Elle s'arrêta devant un grand étang entouré d'herbe épaisse et d'ombellifères. Le lac ressemblait à une mince couche d'argent étendue sur le sol. Sa surface était si calme, si lisse, qu'elle paraissait presque solide. Sans la lune qui s'y reflétait, on aurait pas pu distinguer l'eau de la terre. Car oui, c'était la nuit et le seul moment où Morrow pouvait se retrouver seule. Ses journées étaient trop chargées pour qu'elle puisse se permettre une balade solo. Le chant des crapauds et des grenouilles résonnait avec harmonie sur les lieux et tout était paisible. L'endroit lui était bizarrement familier... et le chant des crapauds aussi.
Un pincement tirailla son coeur et un souvenir douloureux traversa son esprit. Son démon était là, et il la submergea d'obscures pensées, des souvenirs du passé. Mélancolie, colère, rancoeur et tout un mélange d'autres sentiments refoulés lui serrèrent le coeur. Ce n'est pas la première fois qu'elle se laisse engloutir par sa nostalgie et ses émotions, par son passé, cela arrivait souvent, surtout lorsqu'elle avait le malheur de se retrouver seule avec ses pensées, ce qu'elle évitait au quotidien. Mais ce soir, elle s'était laissée attirer par l'appel du démon.
Elle était nostalgique, notamment lorsque quelque chose, une odeur, un son, un goût, un lieux ou un objet lui rappelait quelque chose du passé, un souvenir douloureux. Son passé n'avait rien de bien pire que celui d'un autre inconnu, elle le savait, il y avait toujours pire. Mais la douleur psychologique est parfois plus importante que la douleur physique et même la plus logique des moralités peut être balayée dans un moment pareil. C'était absurde de se laisser abattre par des choses si superficielles, et pourtant ce fut le cas. Aujourd'hui Morrow ne se laissait plus abattre... enfin c'est ce qu'elle se persuadait en devenant aussi glaciale.
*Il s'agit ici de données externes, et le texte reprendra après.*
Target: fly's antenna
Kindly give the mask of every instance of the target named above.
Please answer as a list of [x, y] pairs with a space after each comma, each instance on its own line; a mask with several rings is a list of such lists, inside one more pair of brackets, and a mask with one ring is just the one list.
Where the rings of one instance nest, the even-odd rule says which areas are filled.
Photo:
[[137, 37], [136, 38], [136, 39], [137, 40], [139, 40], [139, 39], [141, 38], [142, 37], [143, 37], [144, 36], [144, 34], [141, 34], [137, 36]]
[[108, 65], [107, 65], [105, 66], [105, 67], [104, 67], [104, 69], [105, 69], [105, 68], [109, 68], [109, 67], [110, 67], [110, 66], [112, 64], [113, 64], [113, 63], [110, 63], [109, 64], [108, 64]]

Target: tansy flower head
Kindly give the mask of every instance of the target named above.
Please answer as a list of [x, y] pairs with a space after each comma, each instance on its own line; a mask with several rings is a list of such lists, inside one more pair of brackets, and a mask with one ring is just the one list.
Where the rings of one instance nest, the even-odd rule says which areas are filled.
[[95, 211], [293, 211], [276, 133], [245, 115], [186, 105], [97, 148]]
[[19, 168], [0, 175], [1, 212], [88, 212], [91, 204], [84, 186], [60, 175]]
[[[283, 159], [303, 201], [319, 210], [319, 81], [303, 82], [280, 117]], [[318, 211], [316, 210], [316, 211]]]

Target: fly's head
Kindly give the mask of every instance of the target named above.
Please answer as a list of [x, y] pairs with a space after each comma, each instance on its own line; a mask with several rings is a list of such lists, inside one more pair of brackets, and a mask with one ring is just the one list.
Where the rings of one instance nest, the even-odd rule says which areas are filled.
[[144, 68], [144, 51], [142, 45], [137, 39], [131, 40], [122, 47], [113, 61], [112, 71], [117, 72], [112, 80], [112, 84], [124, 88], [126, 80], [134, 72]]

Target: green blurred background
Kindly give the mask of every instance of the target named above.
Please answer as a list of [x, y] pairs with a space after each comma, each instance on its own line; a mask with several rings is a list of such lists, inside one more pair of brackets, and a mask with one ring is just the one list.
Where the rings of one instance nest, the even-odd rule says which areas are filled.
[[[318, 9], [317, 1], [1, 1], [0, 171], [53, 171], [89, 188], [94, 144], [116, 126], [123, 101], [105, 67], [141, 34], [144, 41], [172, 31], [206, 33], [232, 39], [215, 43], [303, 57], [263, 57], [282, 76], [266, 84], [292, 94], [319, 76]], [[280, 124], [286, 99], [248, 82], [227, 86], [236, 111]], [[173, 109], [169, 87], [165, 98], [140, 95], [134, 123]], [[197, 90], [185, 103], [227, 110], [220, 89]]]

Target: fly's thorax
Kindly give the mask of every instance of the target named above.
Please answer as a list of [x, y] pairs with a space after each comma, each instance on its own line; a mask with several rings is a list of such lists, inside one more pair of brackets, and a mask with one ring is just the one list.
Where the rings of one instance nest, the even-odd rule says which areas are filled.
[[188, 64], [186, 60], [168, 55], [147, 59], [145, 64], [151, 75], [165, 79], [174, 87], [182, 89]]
Elle avait 1 an et quelques mois. Elle n'était encore qu'une femelle naïve et sensible, émotive, comme les autres. Son coeur débordait d'amour, elle était généreuse et attendrissante dans ses gestes.
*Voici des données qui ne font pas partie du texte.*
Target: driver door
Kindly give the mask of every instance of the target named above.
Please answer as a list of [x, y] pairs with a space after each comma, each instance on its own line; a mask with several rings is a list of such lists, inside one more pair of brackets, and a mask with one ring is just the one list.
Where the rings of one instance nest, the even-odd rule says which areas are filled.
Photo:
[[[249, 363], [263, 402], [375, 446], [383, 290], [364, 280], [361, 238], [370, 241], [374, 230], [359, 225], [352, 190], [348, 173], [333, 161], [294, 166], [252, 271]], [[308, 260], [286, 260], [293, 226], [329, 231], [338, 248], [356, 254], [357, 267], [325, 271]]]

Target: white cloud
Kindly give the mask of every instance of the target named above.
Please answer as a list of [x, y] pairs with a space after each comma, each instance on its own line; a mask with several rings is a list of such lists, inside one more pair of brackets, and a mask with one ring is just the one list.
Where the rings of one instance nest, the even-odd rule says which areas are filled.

C'était leur anniversaire de couple, cela faisait 2 mois qu'elles étaient folles amoureuses l'une de l'autre et qu'elles ne se quittaient plus. Phyllis, c'est ainsi que s'appelait sa compagne. Elles étaient allongées l'une contre l'autre sur le dos, regardant les étoiles dans le vaste ciel. Le firmament étincelait cette nuit là, les astres y clignotaient par milliers. Et telle une arche au dessus de leurs têtes, la voie lactée étendait d'un horizon à l'autre sa blancheur scintillante, comme si une main mystérieuse avait jeté par poignées dans le ciel une poussière de perles et de diamants. Morrow était comblée, ivre de joie et d'amour pour Phyllis. Elle s'imaginait pleins de projets et se voyait vieillir à ses côtés. Elle donnerait sa vie pour elle, se sacrifierai pour ses beaux yeux. Pourtant, Phyllis n'était pas très clean.. elle consommait des substances dangereuses et cela la rendait imprudente. Elle avait réussi à arrêter grâce au soutien de Morrow, mais ce ne fut que pour un temps.. en son absence, elle avait recommencé. C'était inévitable mais malgré ça, la rouge continuait de l'épauler et de l'aimer plus que sa propre vie, balayant ses fautes d'un revers de la patte par aveuglement.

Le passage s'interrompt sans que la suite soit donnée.